How am I looking?
You’d recognize your own face, wouldn’t you?
The one you see in the mirror every morning.
But what if there were no mirrors and nor had there ever been.
How could you be sure any image of you, was you?
For most of humanity, and through most of history, that was the norm. There were few mirrors and those there were, only the wealthy owned. Although you were intimately familiar with the faces of those you loved, you could never truly know your own face and what it looked like.
You can’t escape it now. Now, even as we are in semi-isolation with limited options, we are confronted by our unforgiving Zoom or other video calling platform faces staring back at us.
But, our relationship with images has never stayed the same; it is always changing.
The end of the old certainties
Imagine the reaction of the first audiences who experienced moving pictures. Yes, they would have been astonished, but they must have wondered where the old certainties had gone – the images they had previously known had fixed a moment forever – suddenly those images were shifting, shimmering, temporary things.
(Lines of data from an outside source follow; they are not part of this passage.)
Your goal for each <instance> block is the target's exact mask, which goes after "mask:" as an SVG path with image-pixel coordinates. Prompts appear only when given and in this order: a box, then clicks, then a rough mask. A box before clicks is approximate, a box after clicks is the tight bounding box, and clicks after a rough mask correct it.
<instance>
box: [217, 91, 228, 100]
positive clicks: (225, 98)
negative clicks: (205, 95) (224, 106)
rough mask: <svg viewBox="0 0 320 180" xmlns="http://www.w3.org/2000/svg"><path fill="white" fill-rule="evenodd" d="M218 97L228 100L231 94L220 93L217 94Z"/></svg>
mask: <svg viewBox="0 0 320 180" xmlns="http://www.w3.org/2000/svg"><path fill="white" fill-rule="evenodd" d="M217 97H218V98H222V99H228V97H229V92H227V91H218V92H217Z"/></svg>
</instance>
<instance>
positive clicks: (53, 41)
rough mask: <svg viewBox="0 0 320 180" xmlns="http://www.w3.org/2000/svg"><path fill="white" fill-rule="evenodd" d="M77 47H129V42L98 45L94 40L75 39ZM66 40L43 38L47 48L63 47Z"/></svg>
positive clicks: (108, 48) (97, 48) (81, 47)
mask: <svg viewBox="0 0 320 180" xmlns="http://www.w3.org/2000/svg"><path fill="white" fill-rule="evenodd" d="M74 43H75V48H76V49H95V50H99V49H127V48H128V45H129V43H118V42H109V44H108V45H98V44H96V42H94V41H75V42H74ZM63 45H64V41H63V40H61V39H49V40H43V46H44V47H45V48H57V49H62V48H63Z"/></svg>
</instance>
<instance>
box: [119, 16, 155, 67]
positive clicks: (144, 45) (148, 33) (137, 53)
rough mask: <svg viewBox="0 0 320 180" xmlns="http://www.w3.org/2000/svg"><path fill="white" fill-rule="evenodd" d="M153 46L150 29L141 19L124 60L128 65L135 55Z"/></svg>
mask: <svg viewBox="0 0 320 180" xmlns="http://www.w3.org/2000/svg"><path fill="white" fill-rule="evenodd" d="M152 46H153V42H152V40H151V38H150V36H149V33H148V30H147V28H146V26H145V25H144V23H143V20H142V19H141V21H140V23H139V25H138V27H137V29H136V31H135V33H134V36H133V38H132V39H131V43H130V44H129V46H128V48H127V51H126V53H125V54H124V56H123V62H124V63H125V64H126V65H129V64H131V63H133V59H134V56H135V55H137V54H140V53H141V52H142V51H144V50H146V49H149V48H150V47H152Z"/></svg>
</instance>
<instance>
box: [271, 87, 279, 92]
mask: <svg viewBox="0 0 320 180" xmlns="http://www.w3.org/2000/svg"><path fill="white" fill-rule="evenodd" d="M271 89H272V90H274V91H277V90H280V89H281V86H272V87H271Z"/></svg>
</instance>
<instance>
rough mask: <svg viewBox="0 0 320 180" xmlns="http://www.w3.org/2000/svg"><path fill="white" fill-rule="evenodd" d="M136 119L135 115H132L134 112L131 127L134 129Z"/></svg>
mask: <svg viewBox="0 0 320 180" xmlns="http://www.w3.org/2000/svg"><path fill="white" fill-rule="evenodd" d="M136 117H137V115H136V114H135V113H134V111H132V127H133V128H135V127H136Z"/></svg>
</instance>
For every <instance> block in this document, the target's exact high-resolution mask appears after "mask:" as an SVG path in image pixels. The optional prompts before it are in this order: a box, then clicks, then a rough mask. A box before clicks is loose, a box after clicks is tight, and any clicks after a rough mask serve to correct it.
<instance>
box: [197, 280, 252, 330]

Images have become even more transient today now that we can create images at will. The world takes more photographs in two minutes than it took during the entire 1800s, an ease and immediacy that means our choice of subjects has also changed. It seems we no longer treasure images of people in the same way (in the 1960s, 55 percent of all photos were of babies), but favor events, with the selfie as both capture and climax. Being that is no longer enough; you have to be the center of things too. After all, who mails a postcard anymore?
Everyone has a smartphone and selfies are ubiquitous. Need to see what you look like near the Eiffel Tower? Point the phone at yourself, press a button and there you are with a famous landmark in the background that you can then post on social media for everyone to see.
Now that we’re in a period of great change – one of technology advances and lockdowns – we increasingly picture the world through images – sometimes exclusively through images. Our information, social interactions, businesses, entertainment, and love affairs all are conducted through their filter.
A breakthrough?
If this is not video calling’s business breakthrough moment, it’s hard to see when it will come. Circumstances have forced us to accommodate unplanned interruptions and awkward body language in our virtual meetings – and with that barrier crossed and far behind us, distrust around working from home is rapidly evaporating and will become more commonplace. There is unlikely to be any going back now, even when we do go back. Our relationship with the images that we create has changed once again.
For those of us in the wider image creation business, it is a timely reminder that when everything changes the future is rarely to be found in your own reflection.